Disabled children in the UK: a quality assessment of quantitative data sources
Read, Janet, 1947-, Blackburn, Clare, 1957- and Spencer, Nick, 1943-. (2010) Disabled children in the UK: a quality assessment of quantitative data sources. Child: Care, Health and Development, Vol.36 (No.1). pp. 130-141. ISSN 0305-1862Full text not available from this repository.
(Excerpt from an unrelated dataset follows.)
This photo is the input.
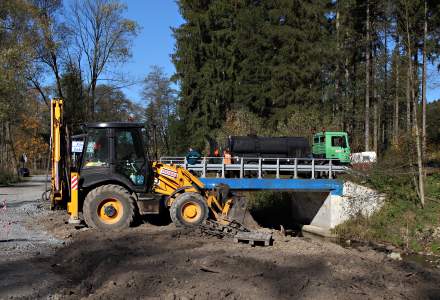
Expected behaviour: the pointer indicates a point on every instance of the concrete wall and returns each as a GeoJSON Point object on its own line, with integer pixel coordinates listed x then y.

Official URL: http://dx.doi.org/10.1111/j.1365-2214.2009.01017.x
Background The limitations of reliable and accessible UK national and local quantitative data on the prevalence of childhood disability and the characteristics and circumstances of disabled children and their households have been recognized for some time. This paper reports the findings from a study that scoped and quality-assessed existing quantitative UK national and regional data sets on disabled children and their families. Methods A comprehensive search of relevant data sources with information on disabled children was undertaken. Data sources were evaluated with reference to: disability definitions and questions; potential to generate nationally representative prevalence estimates of disabled children; study design; population coverage; sampling issues; social and demographic data; appropriateness for identifying childhood as opposed to adult disability. Results Thirty-seven data sources with information on childhood disability were identified, of which 30 met the inclusion criteria: nine cross-sectional surveys, nine longitudinal and panel studies, seven administrative data sets, four specific condition databases and one was another type. Definitions and questions varied across data sources. Long-standing illness and limiting long-standing illness were the most consistently used definitions. Repeated cross-sectional surveys were found to be most appropriate for estimating overall prevalence but, with the exception of the Population Census, sample sizes were too small to study prevalence and characteristics by some population sub-groups such, including age by year, minority ethnic status and socio-economic position. Few data sources included questions appropriate for identifying childhood as opposed to adult disability or collected information from disabled children themselves. Conclusions Our findings summarize the currently available quantitative data sources on childhood disability and highlight the limitations. We make recommendations for the future development of more robust childhood disability data and issues requiring further research. To assist policy makers and service providers to make use of current data sources we have produced a brief online guide based on our findings.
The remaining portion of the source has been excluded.